Optimizing 3D-Printed Concrete Mixtures for Extraterrestrial Habitats: A Machine Learning Framework

Abstract

The utilization of 3D printing technology for the construction of habitats and infrastructure on celestial bodies such as the Moon and Mars presents an increasingly fascinating prospect in space construction research. The success of 3D printing constructions heavily depends on the rheological and mechanical properties of 3D-printed concrete influenced by several factors such as nozzle speed, interlayer interval time, and environmental conditions. However, existing studies have not addressed the challenge of real-time optimization of concrete mixtures under constantly changing conditions, including temperature, humidity, pressure, and gravity on other planets. Potentially, machine learning (ML) offers advantages in terms of data-driven optimization, flexibility, cost, and time savings and handling complex relationships on optimization tasks. This study aims to identify and propose a framework for applying ML in real-time optimization of concrete mixture and printing parameters.

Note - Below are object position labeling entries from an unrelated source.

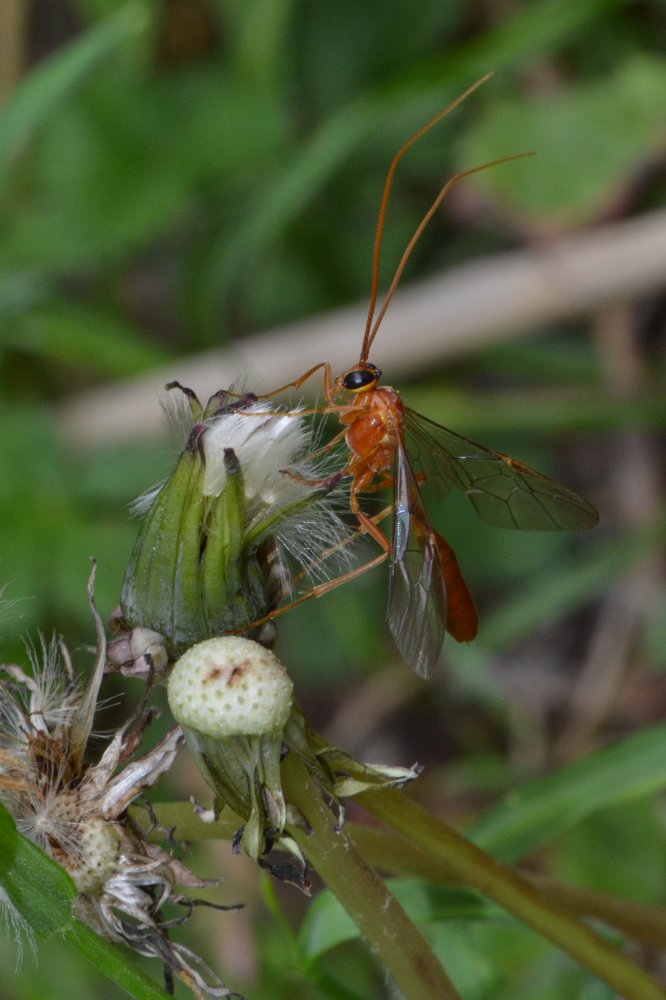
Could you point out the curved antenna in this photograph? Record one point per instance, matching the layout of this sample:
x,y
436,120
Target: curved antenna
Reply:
x,y
371,333
384,204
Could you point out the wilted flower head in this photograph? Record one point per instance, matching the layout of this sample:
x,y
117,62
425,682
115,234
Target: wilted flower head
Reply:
x,y
225,533
77,813
234,700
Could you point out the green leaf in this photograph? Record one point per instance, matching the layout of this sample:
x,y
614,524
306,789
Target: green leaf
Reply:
x,y
327,924
41,891
541,810
591,139
32,103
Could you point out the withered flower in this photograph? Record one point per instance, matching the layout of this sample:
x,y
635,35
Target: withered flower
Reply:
x,y
77,812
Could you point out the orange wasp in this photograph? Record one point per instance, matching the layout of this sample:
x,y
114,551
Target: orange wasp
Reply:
x,y
391,446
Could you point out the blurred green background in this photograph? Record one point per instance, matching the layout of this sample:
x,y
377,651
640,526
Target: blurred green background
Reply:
x,y
177,175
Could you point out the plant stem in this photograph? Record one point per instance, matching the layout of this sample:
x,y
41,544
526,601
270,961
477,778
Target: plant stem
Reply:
x,y
386,850
380,918
473,867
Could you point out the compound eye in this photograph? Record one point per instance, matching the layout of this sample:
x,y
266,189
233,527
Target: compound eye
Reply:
x,y
360,378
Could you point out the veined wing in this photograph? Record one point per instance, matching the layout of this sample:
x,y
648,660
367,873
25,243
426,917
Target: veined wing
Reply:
x,y
416,613
504,491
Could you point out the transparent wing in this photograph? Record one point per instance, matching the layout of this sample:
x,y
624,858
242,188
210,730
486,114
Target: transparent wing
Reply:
x,y
416,613
504,491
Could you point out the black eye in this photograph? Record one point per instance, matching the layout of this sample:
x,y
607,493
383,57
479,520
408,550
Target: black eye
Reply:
x,y
360,378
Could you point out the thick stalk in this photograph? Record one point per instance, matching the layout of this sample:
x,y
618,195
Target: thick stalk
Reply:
x,y
389,852
478,870
380,918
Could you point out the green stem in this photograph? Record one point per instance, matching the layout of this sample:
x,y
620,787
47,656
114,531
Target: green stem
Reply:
x,y
364,895
473,867
386,850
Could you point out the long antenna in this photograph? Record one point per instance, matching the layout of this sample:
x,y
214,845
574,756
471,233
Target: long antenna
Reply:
x,y
371,333
384,205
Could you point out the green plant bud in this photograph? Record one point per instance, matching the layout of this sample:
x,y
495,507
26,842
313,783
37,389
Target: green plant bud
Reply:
x,y
232,698
209,560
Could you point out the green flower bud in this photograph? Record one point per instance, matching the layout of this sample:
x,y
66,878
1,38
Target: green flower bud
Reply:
x,y
210,558
232,698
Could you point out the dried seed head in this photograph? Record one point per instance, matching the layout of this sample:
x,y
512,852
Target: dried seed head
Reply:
x,y
230,686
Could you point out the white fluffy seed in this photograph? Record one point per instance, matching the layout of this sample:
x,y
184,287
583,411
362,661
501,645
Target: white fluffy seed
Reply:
x,y
230,686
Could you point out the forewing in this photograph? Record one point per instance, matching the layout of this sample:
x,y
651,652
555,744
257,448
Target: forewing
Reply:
x,y
504,491
416,612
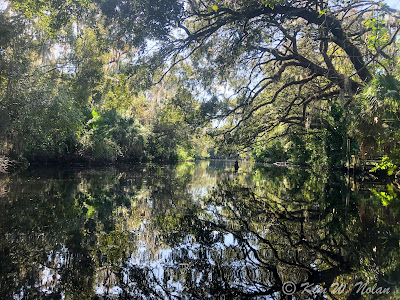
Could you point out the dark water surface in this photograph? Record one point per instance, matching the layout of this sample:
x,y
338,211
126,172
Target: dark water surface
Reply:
x,y
195,231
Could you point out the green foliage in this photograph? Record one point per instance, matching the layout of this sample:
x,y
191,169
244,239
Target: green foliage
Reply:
x,y
385,164
273,152
108,135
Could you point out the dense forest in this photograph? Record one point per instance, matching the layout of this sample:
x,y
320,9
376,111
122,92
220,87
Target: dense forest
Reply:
x,y
310,82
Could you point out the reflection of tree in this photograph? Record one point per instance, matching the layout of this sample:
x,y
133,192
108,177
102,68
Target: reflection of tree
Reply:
x,y
278,239
142,234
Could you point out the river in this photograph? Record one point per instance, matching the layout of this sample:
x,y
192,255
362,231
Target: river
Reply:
x,y
196,230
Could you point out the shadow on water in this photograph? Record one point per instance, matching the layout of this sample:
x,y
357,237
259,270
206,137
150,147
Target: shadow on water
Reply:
x,y
194,231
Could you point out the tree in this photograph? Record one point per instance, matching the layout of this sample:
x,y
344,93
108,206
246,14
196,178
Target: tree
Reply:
x,y
285,61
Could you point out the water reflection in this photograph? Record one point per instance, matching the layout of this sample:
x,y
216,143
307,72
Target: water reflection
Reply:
x,y
195,230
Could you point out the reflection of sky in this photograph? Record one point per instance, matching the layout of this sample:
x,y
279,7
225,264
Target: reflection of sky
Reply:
x,y
393,3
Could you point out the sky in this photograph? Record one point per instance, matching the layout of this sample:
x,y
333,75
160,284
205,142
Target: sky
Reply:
x,y
392,3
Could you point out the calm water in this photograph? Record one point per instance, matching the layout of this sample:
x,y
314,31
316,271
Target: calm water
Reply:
x,y
195,231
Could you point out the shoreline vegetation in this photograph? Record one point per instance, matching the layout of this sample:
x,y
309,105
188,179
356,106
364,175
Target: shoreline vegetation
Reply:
x,y
269,81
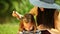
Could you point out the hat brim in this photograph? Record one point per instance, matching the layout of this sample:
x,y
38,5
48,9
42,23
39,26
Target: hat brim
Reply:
x,y
40,4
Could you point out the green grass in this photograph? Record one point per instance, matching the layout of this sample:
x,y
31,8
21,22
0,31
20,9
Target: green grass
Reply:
x,y
9,28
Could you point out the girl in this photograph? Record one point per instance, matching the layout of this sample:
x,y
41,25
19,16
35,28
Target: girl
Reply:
x,y
27,23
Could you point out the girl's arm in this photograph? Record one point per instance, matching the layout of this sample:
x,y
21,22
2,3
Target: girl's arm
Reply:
x,y
33,11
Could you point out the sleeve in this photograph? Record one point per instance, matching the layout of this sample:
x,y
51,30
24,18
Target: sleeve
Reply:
x,y
33,11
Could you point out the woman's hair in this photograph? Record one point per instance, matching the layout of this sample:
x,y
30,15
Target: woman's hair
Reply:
x,y
29,18
46,17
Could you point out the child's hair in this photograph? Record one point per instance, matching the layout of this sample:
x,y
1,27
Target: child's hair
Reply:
x,y
46,18
29,18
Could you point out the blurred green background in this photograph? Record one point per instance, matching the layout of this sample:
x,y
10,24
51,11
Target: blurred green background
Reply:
x,y
8,23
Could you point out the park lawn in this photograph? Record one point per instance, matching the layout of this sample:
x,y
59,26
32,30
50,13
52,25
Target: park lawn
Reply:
x,y
9,28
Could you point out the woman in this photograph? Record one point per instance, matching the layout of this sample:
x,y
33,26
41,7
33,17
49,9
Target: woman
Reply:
x,y
47,15
27,23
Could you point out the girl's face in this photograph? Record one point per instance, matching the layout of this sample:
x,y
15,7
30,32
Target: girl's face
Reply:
x,y
27,26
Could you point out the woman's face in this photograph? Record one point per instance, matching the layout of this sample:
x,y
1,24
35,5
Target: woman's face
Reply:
x,y
27,26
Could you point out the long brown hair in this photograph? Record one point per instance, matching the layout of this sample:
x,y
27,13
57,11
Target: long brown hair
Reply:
x,y
29,18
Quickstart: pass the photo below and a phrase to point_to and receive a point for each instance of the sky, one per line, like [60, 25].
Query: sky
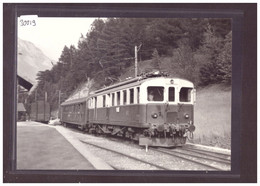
[52, 34]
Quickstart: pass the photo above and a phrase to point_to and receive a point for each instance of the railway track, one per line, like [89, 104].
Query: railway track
[123, 155]
[207, 159]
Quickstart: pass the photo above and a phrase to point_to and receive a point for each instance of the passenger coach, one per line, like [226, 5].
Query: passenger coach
[156, 110]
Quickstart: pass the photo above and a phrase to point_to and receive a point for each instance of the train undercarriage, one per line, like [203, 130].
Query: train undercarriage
[164, 135]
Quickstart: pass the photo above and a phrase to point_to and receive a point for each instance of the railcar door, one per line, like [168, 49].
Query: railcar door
[95, 108]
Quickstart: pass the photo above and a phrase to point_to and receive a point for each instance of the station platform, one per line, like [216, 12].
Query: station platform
[40, 147]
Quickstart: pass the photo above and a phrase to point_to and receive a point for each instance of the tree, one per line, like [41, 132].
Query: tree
[218, 52]
[156, 62]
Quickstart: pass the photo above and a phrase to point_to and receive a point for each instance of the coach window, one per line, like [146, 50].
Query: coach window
[104, 101]
[138, 94]
[185, 94]
[113, 99]
[131, 91]
[118, 98]
[155, 93]
[124, 97]
[171, 95]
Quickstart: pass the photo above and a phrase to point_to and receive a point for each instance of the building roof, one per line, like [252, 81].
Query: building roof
[26, 84]
[20, 107]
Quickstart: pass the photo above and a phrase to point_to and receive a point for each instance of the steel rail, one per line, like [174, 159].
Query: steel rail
[120, 153]
[193, 161]
[217, 159]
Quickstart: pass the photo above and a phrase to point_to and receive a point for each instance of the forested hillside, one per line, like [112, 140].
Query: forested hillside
[195, 49]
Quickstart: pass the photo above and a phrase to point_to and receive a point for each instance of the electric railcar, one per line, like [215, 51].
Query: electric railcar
[156, 111]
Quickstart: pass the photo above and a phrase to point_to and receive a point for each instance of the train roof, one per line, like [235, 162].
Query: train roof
[136, 81]
[124, 84]
[79, 100]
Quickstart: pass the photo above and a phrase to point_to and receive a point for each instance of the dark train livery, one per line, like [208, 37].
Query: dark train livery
[40, 111]
[155, 110]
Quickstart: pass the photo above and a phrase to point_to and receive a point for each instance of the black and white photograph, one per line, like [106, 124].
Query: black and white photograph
[126, 93]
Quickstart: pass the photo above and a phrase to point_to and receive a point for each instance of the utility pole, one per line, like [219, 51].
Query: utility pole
[46, 96]
[136, 50]
[135, 61]
[59, 106]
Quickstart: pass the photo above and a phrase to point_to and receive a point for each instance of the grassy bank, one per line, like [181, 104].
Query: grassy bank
[213, 116]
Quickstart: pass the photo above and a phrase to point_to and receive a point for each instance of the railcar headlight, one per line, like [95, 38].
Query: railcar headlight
[154, 115]
[186, 116]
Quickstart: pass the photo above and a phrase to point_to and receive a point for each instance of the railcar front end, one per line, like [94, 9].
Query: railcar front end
[169, 112]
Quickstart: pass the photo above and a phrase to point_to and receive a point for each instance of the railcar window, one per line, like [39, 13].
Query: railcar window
[155, 93]
[104, 101]
[138, 94]
[118, 98]
[124, 97]
[95, 99]
[113, 99]
[131, 95]
[171, 95]
[185, 94]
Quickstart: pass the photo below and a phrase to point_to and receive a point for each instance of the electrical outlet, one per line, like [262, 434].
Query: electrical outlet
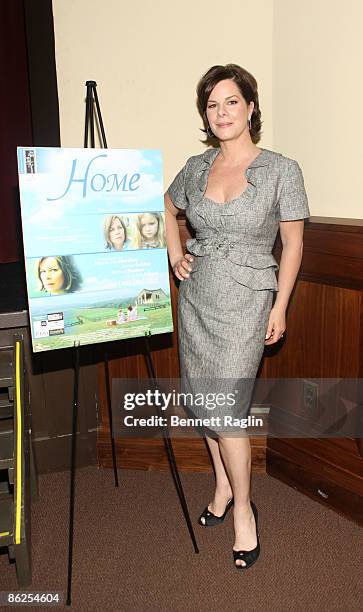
[310, 391]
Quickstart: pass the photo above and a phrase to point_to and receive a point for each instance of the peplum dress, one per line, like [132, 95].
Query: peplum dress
[224, 304]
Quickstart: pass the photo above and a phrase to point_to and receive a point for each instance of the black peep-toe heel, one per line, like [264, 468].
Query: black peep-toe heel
[208, 519]
[248, 556]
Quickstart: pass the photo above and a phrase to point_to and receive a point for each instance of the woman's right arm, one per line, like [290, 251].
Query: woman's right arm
[179, 262]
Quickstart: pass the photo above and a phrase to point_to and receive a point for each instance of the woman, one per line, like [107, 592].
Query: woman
[115, 233]
[58, 274]
[236, 197]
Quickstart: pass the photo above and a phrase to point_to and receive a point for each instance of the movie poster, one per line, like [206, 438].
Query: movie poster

The framework involves identifying influential factors to optimizing a 3D-printed concrete mix and printing parameters, thereby developing an optimization framework specifically tailored to the extraterrestrial environment. The study result explored the feasibility of using machine learning techniques for real-time optimizing concrete mixtures in 3D printing construction on celestial bodies. The expected contribution of the study lies in introducing data-driven optimization techniques that provide adaptability to changing environmental conditions, improving the efficiency and reliability of construction in space. © ASCE.